Normalization v.s. Standardize

In the two assignments in week 2, we performed normalization on each row of the X matrix (i.e. normalizing each feature), and standardized each column of the X matrix (i.e. standardizing each training example).

Why should we normalize the rows and standardize the columns?

Why shouldn’t we normalize the columns and standardize the rows?


Hi, @Yuchen_Zhang . I am not sure what you mean. In the (graded) assignment, Exercise 2, you are presented with a filled-in cell in which you “standardize” the data:

trains_set_x = train_set_x_flatten / 255.
test_set_x = test_set_x_flatten / 255.

The division by 255 is an element-by-element operation. Every value in the ..._flatten matrices is divided by 255 (pixel intensities are indexed from 0 to 255) to keep the values between 0 and 1 (including endpoints). Each column represents an image (with 12288 pixel values) . The number of columns therefore represents the number of example images. The key point here is that every element of the ...flatten matrix represents a pixel intensity.

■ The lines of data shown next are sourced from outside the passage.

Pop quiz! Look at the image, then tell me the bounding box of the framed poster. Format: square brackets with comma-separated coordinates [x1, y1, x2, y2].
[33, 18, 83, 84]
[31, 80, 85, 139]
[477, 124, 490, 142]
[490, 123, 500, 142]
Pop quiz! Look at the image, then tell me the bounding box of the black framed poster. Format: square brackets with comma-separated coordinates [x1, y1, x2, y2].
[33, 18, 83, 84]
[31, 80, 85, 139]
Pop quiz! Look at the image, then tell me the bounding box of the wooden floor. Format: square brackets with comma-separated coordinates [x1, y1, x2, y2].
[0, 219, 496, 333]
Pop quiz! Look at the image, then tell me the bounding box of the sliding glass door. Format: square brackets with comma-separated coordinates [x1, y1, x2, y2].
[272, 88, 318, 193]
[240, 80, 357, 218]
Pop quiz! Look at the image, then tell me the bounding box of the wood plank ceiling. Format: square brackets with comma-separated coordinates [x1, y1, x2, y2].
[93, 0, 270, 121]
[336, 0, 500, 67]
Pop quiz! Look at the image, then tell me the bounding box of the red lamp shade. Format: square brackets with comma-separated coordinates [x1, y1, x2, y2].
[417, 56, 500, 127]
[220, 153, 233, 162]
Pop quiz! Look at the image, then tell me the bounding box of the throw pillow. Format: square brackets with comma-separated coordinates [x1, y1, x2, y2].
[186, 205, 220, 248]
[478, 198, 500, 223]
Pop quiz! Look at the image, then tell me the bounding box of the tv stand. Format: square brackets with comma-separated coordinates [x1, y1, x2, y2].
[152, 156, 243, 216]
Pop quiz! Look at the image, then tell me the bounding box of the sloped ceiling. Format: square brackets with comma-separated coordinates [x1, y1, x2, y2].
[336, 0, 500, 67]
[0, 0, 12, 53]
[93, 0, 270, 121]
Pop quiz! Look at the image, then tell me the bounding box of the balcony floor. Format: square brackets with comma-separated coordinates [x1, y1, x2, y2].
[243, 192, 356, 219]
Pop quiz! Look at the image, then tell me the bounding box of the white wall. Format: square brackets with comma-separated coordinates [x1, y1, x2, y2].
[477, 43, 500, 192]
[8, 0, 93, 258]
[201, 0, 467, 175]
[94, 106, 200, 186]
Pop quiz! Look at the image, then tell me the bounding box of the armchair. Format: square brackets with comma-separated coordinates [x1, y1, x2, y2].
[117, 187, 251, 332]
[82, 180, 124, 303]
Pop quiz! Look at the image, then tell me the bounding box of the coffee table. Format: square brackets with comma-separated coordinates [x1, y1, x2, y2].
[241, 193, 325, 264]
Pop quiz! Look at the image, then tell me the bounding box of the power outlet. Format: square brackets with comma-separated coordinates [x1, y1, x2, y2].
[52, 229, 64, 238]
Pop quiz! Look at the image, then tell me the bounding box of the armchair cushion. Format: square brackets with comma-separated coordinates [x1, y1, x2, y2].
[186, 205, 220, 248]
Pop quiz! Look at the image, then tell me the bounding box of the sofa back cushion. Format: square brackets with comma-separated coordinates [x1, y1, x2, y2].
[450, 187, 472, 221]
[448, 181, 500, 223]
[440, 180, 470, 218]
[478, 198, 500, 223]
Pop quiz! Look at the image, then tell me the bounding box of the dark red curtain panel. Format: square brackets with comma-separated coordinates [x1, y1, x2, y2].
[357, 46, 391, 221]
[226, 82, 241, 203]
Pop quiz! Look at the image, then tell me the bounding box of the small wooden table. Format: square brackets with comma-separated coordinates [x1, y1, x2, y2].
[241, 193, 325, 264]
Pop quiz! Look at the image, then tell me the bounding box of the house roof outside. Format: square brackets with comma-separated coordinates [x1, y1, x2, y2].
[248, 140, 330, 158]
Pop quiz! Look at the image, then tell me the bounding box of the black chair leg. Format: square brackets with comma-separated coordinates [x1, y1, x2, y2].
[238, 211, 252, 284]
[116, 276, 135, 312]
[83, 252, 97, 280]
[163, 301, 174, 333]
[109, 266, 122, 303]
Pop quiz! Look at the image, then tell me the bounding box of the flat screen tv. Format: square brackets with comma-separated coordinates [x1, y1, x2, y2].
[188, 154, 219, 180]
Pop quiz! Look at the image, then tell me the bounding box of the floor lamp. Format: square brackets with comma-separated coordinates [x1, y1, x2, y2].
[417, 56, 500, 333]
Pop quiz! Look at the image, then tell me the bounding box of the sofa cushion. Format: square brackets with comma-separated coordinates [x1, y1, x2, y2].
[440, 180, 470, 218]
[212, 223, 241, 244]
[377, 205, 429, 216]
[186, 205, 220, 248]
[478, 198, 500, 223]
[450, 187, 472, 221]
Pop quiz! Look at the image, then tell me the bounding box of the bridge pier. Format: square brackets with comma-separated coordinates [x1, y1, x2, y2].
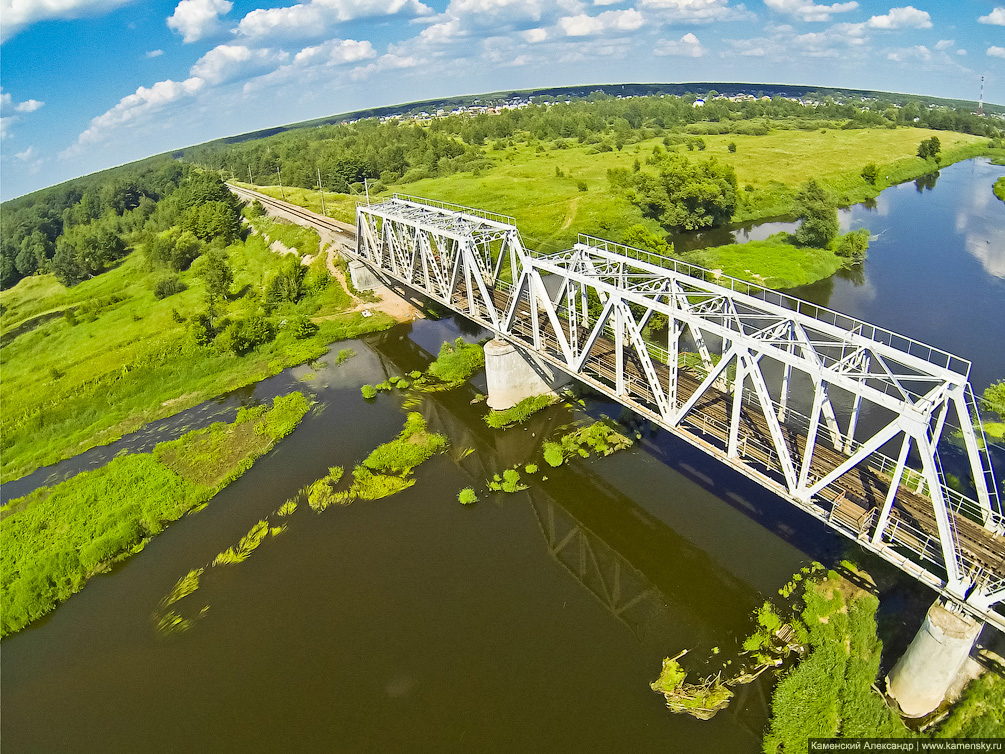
[349, 259, 384, 291]
[484, 338, 569, 411]
[886, 600, 984, 718]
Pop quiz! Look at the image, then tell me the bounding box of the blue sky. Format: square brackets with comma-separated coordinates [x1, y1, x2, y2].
[0, 0, 1005, 199]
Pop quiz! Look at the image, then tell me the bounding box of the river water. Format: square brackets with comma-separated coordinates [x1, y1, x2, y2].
[0, 156, 1005, 752]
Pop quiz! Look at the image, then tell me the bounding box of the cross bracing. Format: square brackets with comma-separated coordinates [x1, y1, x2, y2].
[357, 196, 1005, 628]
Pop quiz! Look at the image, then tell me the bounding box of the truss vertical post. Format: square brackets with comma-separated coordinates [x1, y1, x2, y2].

The point of confusion may be as follows. Typically, a standardization operation involves a bit more than that, because the goal is to have each feature (a row in the feature matrix) to be measured in comparable units. After all, the features are not generally pixel values of an image, which do have comparable units. For example, in house-price prediction, the features may be quantities such as square footage, number of rooms, number of baths, acreage, etc.

As an example, if X is an n_x \times m feature matrix, we might want to do this by subtracting the mean of each feature and then divide by its standard deviation. To do this we need the row-rise means and standard deviations: X_mean = np.mean(X, axis=1) and X_stdev = np.std(X, axis=1). The standardized feature matrix then becomes

(X-X_{mean})/X_{stdev} .

Note that a small computational miracle happens here. As note earlier, X is an n_x \times m matrix, but X_{mean} and X_{stdev} are n_x-dimensional vectors. In the numerator “broadcasting” operation automatically subtracts the X_{mean} vector from each column in the X matrix, and a similar broadcasting operation handles the division.

I hope this helps!